Susan se sentait trahie. Aucun médecin ne l’a prévenue. Personne ne lui a dit qu’elle devait soulever des poids ou manger des aliments riches en calcium. Elle pensait que l’absence de symptômes signifiait que son corps allait bien. Ce n’était pas le cas. Les dégâts étaient silencieux.

C’est pourquoi les « symptômes silencieux de la périménopause » sont un terme de recherche qui doit être pris au sérieux. Vous pourriez sauter votre examen annuel. Vous pourriez mal manger parce que vous vous sentez énergique. Vous pourriez ignorer l’entraînement en force parce que vous ne faites pas mal.

Le tampon de la jeunesse disparaît. Vous ne pouvez pas trop boire, dormir trop peu et manger des aliments transformés pour toujours. Les conséquences ne sont pas immédiates. Ils sont différés. Et quand ils arrivent, ils sont plus difficiles à réparer.

Quels signes devez-vous surveiller si vous ne ressentez aucun symptôme ?

Vous ne pouvez pas sentir la densité osseuse disparaître. Vous ne pouvez pas sentir la chute du collagène. Mais vous pouvez suivre les marqueurs importants.

  • Travail en laboratoire : N’attendez pas un problème. Vérifiez le cholestérol, l’A1c et la fonction thyroïdienne.
  • Scans osseux : Les scans DEXA vous indiquent si vos os s’amincissent avant de se briser.
  • Composition corporelle : Le poids sur la balance est trompeur. Vous devez savoir combien de muscle vous perdez.
  • Tension artérielle : Les vaisseaux se raidissent à mesure que les œstrogènes diminuent.

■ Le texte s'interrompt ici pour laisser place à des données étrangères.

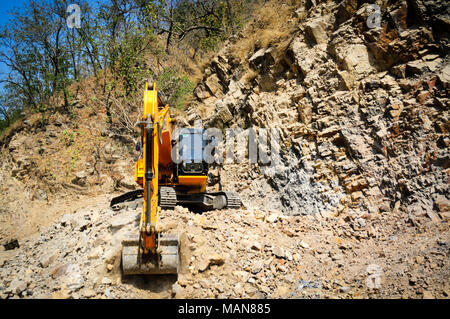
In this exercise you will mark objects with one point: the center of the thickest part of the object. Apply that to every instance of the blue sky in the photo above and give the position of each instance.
(6, 6)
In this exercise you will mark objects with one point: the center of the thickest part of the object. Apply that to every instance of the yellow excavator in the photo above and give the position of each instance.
(166, 183)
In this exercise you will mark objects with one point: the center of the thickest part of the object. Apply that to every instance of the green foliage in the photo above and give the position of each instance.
(175, 87)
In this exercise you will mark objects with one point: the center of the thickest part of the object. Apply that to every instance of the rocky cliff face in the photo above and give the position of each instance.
(363, 110)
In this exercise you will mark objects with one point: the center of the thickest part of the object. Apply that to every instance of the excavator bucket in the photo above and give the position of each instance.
(165, 261)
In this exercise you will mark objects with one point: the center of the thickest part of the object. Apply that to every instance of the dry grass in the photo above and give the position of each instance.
(271, 26)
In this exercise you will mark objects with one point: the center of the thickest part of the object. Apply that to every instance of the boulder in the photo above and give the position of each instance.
(316, 31)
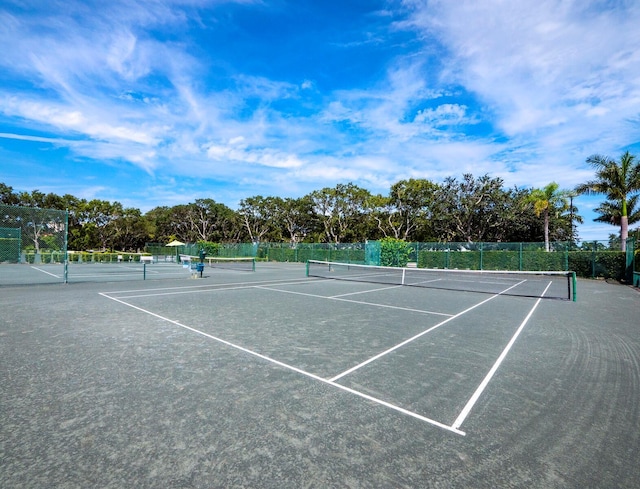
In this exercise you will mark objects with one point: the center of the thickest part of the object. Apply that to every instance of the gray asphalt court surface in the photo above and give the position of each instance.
(269, 379)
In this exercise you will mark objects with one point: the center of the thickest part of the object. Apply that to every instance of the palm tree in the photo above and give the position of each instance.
(619, 181)
(545, 200)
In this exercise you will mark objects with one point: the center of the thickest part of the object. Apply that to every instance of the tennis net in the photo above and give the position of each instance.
(244, 264)
(554, 285)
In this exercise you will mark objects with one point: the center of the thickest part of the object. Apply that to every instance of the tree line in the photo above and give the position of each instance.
(467, 209)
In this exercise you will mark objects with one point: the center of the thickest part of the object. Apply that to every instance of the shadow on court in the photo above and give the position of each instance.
(269, 379)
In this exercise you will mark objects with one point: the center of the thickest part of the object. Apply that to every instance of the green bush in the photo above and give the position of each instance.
(394, 252)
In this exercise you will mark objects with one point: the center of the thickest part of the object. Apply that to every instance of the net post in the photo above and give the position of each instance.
(66, 247)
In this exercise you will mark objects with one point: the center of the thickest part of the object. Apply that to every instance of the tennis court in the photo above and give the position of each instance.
(275, 379)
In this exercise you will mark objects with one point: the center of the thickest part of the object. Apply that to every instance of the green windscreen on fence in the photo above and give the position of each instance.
(32, 234)
(10, 245)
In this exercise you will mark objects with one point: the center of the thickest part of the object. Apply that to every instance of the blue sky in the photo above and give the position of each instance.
(160, 102)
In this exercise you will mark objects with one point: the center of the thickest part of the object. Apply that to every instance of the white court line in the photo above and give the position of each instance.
(48, 273)
(413, 338)
(206, 288)
(364, 291)
(295, 369)
(336, 298)
(467, 408)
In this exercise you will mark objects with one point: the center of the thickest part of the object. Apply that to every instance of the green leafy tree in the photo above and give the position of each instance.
(258, 215)
(471, 209)
(547, 201)
(405, 213)
(342, 211)
(296, 217)
(619, 181)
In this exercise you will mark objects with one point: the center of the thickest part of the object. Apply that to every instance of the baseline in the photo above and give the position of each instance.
(368, 397)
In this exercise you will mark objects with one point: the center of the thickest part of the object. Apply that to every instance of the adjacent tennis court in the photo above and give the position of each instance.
(272, 378)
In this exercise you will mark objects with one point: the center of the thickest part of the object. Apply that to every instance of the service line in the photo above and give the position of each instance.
(294, 369)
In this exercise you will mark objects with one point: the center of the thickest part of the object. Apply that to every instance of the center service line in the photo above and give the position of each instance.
(407, 341)
(295, 369)
(474, 398)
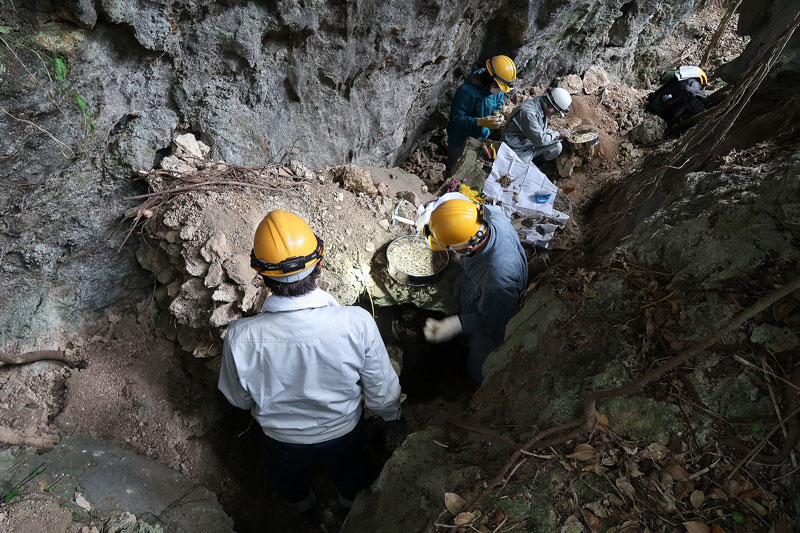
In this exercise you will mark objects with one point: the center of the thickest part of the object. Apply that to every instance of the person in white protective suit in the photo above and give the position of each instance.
(526, 130)
(302, 365)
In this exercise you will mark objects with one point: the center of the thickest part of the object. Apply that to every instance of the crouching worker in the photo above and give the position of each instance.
(475, 109)
(493, 274)
(301, 367)
(527, 133)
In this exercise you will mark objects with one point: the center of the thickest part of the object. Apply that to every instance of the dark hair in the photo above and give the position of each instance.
(295, 288)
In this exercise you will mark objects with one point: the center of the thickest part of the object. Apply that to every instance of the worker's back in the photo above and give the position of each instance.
(306, 368)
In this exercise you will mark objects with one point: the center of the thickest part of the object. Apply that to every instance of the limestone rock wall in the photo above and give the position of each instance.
(93, 91)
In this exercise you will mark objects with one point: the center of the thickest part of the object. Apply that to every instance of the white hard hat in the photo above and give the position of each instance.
(559, 99)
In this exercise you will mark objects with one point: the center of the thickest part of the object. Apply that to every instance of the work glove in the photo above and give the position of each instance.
(493, 122)
(424, 215)
(437, 331)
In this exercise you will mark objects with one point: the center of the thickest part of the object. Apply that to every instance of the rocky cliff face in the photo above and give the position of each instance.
(93, 91)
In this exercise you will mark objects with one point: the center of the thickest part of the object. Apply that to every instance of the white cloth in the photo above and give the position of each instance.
(513, 185)
(424, 211)
(686, 72)
(302, 365)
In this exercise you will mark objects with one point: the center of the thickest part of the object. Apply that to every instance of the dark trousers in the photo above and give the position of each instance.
(346, 459)
(453, 154)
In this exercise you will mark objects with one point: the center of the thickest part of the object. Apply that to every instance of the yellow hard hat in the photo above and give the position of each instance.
(455, 224)
(503, 70)
(284, 247)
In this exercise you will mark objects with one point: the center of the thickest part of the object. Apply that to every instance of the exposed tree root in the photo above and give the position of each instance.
(566, 432)
(41, 355)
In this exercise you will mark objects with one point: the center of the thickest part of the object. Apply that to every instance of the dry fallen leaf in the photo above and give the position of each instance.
(682, 489)
(677, 472)
(82, 502)
(583, 452)
(464, 519)
(597, 508)
(625, 486)
(751, 493)
(453, 502)
(655, 451)
(757, 507)
(733, 487)
(697, 498)
(696, 527)
(718, 494)
(594, 523)
(602, 420)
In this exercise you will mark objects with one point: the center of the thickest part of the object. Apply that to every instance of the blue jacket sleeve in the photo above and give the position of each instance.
(460, 110)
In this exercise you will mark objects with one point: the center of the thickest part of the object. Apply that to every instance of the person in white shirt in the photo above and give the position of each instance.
(302, 365)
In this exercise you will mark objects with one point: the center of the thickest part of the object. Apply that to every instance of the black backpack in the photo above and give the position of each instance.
(677, 100)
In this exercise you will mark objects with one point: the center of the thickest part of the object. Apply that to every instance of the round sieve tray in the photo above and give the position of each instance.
(584, 138)
(398, 257)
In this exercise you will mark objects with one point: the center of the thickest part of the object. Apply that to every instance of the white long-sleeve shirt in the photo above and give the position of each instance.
(302, 364)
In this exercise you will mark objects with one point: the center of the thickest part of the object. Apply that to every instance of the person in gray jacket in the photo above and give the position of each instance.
(302, 365)
(526, 130)
(493, 273)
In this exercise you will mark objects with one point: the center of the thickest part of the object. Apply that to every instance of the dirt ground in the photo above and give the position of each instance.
(140, 390)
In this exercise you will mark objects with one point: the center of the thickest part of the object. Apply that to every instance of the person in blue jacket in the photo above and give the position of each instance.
(476, 105)
(494, 272)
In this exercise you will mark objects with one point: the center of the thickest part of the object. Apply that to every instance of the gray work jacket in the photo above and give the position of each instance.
(527, 129)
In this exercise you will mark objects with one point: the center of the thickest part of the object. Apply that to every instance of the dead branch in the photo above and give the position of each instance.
(717, 34)
(56, 139)
(570, 430)
(486, 432)
(791, 433)
(202, 186)
(41, 355)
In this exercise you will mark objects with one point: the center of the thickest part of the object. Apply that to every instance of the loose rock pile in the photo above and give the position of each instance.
(198, 246)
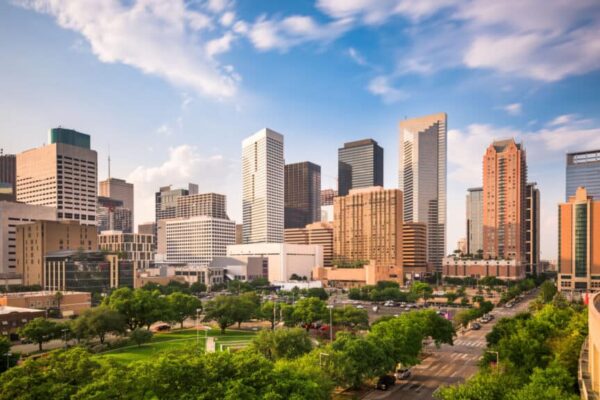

Surveillez-le.

Ce ne sont pas des contrôles facultatifs. Ils constituent votre système d’alerte précoce. Si vous avez la quarantaine ou la cinquantaine, « se sentir bien » n’est pas une donnée. C’est une exception.

Comment prévenir le déclin de la santé lors de changements hormonaux

Les nouvelles ne sont pas mauvaises. C’est exploitable.

La connaissance change votre trajectoire. Vous avez une fenêtre maintenant. Dans dix, vingt, trente ans, votre futur vous vous remerciera pour les habitudes que vous prenez aujourd’hui. C’est la santé générationnelle.

Développez vos muscles. Il protège vos os. Cela maintient votre métabolisme en marche. Il produit des produits chimiques qui aident votre cerveau. C’est la meilleure assurance dont vous disposez.

Mangez pour la santé métabolique. Fibres, protéines, graisses saines. Les aliments transformés accélèrent le processus inflammatoire. Votre corps ne peut pas supporter cette charge comme il le ferait à trente ans.

Ne sautez pas le médecin. Obtenez les projections. Posez les questions. Ne présumez pas que votre génétique vous sauvera. Ils ne le feront pas.

Susan aurait aimé savoir. Gail a eu de la chance cette fois. La prochaine décennie est différente. Le corps s’adapte. Mais il tombe aussi en panne. Vous pouvez choisir le chemin à suivre.

Vous n’êtes pas obligé d’accepter le déclin. Vous pouvez le combattre. Avec des données. Avec des actes. Avec conscience.

L’horloge tourne. Mais vous avez encore le temps de diriger le navire.